Happiness was a childish word—vague, useless. And yet it pierced more deeply than any accusation ever could.
"I did not expect to be alive," he said at last. "The process of surviving was… excruciating. Painful in ways I cannot adequately describe." His mouth twitched in a reflexive sneer without heat. "I am no longer answering to masters, which is an improvement. But being officially dead is a curiously isolating state. One recovers, only to discover there is nothing to return to."
He turned slightly, as though the cemetery itself were too exposed.
"So no," he finished quietly. "I would not describe myself as happy."
She reached for him then, her fingers warm and small as they closed around his hands, anchoring him to the present moment. He was dimly aware that he did not pull away, that he did not even tense.
"Then marry me," she said.
The words were simple, bald, unadorned—and they knocked the breath from his lungs as surely as a curse.
"What?" he asked incredulously.
"I promise I will make you happy," she added, her voice earnest and unwavering. "You will never be alone again."
Severus shook his head at once, the refusal sharp and instinctive, as though warding off something dangerous.
"No, Miss Granger. I do not love you—I scarcely know you as an adult." He shook his head again, more firmly. "You have paid whatever debt you imagined you owed. Now that you know I live, you are free of that guilt. You may go on with your life. You should go on."
It was the sensible thing to say. The correct thing. The thing that preserved what little dignity he had left.
Hermione's breath caught, and her grip on his hands tightened.
"But I don't want to go on," she said, and now the words came too quickly, tripping over one another as if time itself were running out. "Please. I know what my life looks like without you in it." Her voice broke. "I will be useful. I can cook, I can clean. I have a job at the Ministry—I can pay the bills. You don't even have to love me. I will fit into whatever shape of life you can tolerate."
She stepped closer, and he could see the effort it cost her to remain standing, to remain composed.
"Just please don't disappear from me again," she whispered. "I cannot survive losing you twice."
Something in him gave way.
Not dramatically. Not all at once. But enough.
He had known hatred. He had endured fear. He had become intimately acquainted with revulsion. But he had never—not once—experienced being wanted.

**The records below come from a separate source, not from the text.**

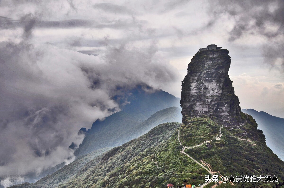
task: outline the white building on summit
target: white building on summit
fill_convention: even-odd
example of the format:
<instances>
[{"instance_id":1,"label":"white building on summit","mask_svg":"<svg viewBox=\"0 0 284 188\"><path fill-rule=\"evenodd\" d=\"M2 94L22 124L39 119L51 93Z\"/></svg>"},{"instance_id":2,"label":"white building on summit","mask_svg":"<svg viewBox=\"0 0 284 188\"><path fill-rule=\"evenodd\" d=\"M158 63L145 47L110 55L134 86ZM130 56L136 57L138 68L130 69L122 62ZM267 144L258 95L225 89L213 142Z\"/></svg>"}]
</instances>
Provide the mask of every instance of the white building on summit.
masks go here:
<instances>
[{"instance_id":1,"label":"white building on summit","mask_svg":"<svg viewBox=\"0 0 284 188\"><path fill-rule=\"evenodd\" d=\"M209 50L210 49L220 49L222 48L222 47L217 47L217 45L210 44L207 46L207 47L206 48L200 48L199 50L198 51L198 53L199 53L201 51Z\"/></svg>"}]
</instances>

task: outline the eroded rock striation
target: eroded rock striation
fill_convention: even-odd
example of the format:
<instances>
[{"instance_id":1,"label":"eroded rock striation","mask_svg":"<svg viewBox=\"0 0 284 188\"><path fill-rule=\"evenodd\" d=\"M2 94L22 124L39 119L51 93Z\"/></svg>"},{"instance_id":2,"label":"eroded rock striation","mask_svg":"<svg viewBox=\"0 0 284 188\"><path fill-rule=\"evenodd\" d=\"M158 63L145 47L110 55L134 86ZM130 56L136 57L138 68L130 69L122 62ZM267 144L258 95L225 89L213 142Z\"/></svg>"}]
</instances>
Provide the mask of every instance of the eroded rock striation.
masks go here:
<instances>
[{"instance_id":1,"label":"eroded rock striation","mask_svg":"<svg viewBox=\"0 0 284 188\"><path fill-rule=\"evenodd\" d=\"M222 122L240 122L241 107L228 72L231 57L227 49L196 54L182 82L183 122L188 118L216 117Z\"/></svg>"}]
</instances>

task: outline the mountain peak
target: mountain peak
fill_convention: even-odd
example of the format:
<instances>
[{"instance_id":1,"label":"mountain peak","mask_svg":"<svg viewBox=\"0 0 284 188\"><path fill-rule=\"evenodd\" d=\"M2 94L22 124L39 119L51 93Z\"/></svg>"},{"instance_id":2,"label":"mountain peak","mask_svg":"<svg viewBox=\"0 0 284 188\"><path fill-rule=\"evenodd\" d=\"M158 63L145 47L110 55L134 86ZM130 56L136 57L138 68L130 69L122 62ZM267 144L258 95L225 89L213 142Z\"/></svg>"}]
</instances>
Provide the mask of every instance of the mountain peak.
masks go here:
<instances>
[{"instance_id":1,"label":"mountain peak","mask_svg":"<svg viewBox=\"0 0 284 188\"><path fill-rule=\"evenodd\" d=\"M188 65L182 82L183 122L188 118L216 117L221 122L242 122L239 98L228 72L227 49L200 51Z\"/></svg>"}]
</instances>

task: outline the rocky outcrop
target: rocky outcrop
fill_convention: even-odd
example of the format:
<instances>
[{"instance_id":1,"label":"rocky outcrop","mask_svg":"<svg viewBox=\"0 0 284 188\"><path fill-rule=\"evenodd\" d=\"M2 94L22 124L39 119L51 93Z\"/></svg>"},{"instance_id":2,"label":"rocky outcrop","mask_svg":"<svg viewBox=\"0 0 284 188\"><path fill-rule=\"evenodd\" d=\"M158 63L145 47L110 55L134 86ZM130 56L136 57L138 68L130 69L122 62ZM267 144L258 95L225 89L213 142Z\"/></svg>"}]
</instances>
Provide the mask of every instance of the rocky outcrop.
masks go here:
<instances>
[{"instance_id":1,"label":"rocky outcrop","mask_svg":"<svg viewBox=\"0 0 284 188\"><path fill-rule=\"evenodd\" d=\"M216 117L222 122L242 121L239 98L228 72L231 57L226 49L196 54L182 82L183 122L189 118Z\"/></svg>"}]
</instances>

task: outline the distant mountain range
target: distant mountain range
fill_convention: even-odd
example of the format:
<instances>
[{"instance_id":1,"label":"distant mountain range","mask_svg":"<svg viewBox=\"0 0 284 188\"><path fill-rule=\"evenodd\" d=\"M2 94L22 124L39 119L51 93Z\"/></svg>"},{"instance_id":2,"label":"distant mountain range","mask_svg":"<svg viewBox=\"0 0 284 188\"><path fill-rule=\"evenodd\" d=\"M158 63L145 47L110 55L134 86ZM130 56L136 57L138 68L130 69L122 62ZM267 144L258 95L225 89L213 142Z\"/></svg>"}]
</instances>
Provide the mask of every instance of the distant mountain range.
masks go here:
<instances>
[{"instance_id":1,"label":"distant mountain range","mask_svg":"<svg viewBox=\"0 0 284 188\"><path fill-rule=\"evenodd\" d=\"M263 131L267 146L282 161L284 161L284 119L273 116L263 111L243 109L255 120L258 128Z\"/></svg>"},{"instance_id":2,"label":"distant mountain range","mask_svg":"<svg viewBox=\"0 0 284 188\"><path fill-rule=\"evenodd\" d=\"M93 124L75 151L76 156L121 145L161 123L181 122L180 98L161 90L149 92L139 87L126 93L128 103L121 111Z\"/></svg>"}]
</instances>

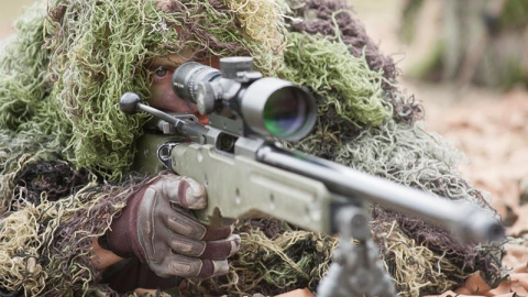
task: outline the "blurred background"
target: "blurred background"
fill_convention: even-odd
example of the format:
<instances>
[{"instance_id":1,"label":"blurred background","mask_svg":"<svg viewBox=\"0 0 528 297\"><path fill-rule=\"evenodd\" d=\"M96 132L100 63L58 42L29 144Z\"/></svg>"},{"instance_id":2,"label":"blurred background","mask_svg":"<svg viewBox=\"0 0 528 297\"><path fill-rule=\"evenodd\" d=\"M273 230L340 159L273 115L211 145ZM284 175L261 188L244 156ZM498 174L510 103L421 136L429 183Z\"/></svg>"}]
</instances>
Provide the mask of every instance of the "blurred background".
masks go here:
<instances>
[{"instance_id":1,"label":"blurred background","mask_svg":"<svg viewBox=\"0 0 528 297\"><path fill-rule=\"evenodd\" d=\"M32 2L0 0L0 45ZM527 237L528 1L349 2L425 106L427 129L465 153L460 169L493 195L508 232Z\"/></svg>"}]
</instances>

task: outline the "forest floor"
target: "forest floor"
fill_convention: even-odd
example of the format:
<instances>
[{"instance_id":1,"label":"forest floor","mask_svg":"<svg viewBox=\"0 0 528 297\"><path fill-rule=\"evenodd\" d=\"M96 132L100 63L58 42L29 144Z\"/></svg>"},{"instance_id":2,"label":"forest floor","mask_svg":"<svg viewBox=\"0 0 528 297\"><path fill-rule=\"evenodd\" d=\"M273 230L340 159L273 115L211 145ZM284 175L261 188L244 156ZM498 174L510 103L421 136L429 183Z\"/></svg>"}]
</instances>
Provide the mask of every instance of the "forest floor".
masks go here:
<instances>
[{"instance_id":1,"label":"forest floor","mask_svg":"<svg viewBox=\"0 0 528 297\"><path fill-rule=\"evenodd\" d=\"M440 1L418 19L415 45L399 38L404 0L349 0L377 42L402 70L402 89L414 95L426 110L429 131L440 133L462 151L468 162L459 168L477 188L491 194L490 204L502 216L510 242L503 261L509 280L491 288L479 275L455 293L442 296L528 296L528 90L495 91L474 86L432 84L407 76L432 46Z\"/></svg>"}]
</instances>

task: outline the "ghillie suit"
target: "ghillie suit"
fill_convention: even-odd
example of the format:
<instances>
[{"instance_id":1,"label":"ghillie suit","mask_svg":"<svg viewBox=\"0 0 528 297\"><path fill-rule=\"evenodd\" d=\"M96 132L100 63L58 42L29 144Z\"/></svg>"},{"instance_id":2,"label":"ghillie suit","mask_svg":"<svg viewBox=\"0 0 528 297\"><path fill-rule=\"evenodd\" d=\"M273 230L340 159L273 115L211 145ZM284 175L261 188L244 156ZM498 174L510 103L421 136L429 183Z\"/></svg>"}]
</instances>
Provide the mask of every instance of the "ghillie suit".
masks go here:
<instances>
[{"instance_id":1,"label":"ghillie suit","mask_svg":"<svg viewBox=\"0 0 528 297\"><path fill-rule=\"evenodd\" d=\"M91 242L145 179L130 167L148 119L127 118L118 100L125 91L148 98L150 61L184 48L194 58L251 55L265 76L308 87L317 127L286 145L494 213L457 172L460 154L424 130L421 107L398 90L394 63L343 1L50 0L18 29L0 57L0 295L112 293L98 283ZM380 207L372 215L403 295L452 288L476 270L498 276L499 248L463 245ZM245 221L239 232L230 275L180 287L315 289L337 240L275 221Z\"/></svg>"}]
</instances>

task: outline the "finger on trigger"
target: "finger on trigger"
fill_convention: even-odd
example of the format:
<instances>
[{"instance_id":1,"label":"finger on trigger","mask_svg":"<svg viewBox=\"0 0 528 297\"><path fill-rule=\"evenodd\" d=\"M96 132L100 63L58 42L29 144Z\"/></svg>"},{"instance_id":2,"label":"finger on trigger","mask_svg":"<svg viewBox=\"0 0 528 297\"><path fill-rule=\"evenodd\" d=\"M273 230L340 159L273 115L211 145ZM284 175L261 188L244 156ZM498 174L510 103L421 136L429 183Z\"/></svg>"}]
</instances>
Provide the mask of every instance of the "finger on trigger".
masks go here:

It was disorienting, almost intoxicating. The sheer fact of it made him feel unsteady, as though the world had tilted beneath his feet without warning.
He knew, with a clarity that bordered on resignation, that this was a mistake—that it would complicate everything, that it would end badly, that he was not built for this. But he was tired. And alone. And she was standing in front of him, offering herself without demands, without fantasy, without expectation of being cherished.
For some inexplicable reason, he found that he could not bear to disappoint her.
"Very well," he said quietly.
The words cost him more than any vow he had ever sworn.
Hermione Granger collapsed against him, relief breaking through her restraint at last. Her arms wrapped around him as though she had been holding herself upright by sheer will alone, and now that will had finally fractured.
He did not move. He did not push her away. He stood there and let himself be held, dimly aware that something irreversible had just occurred—that his life had shifted on its axis, and there would be no returning to what it had been before.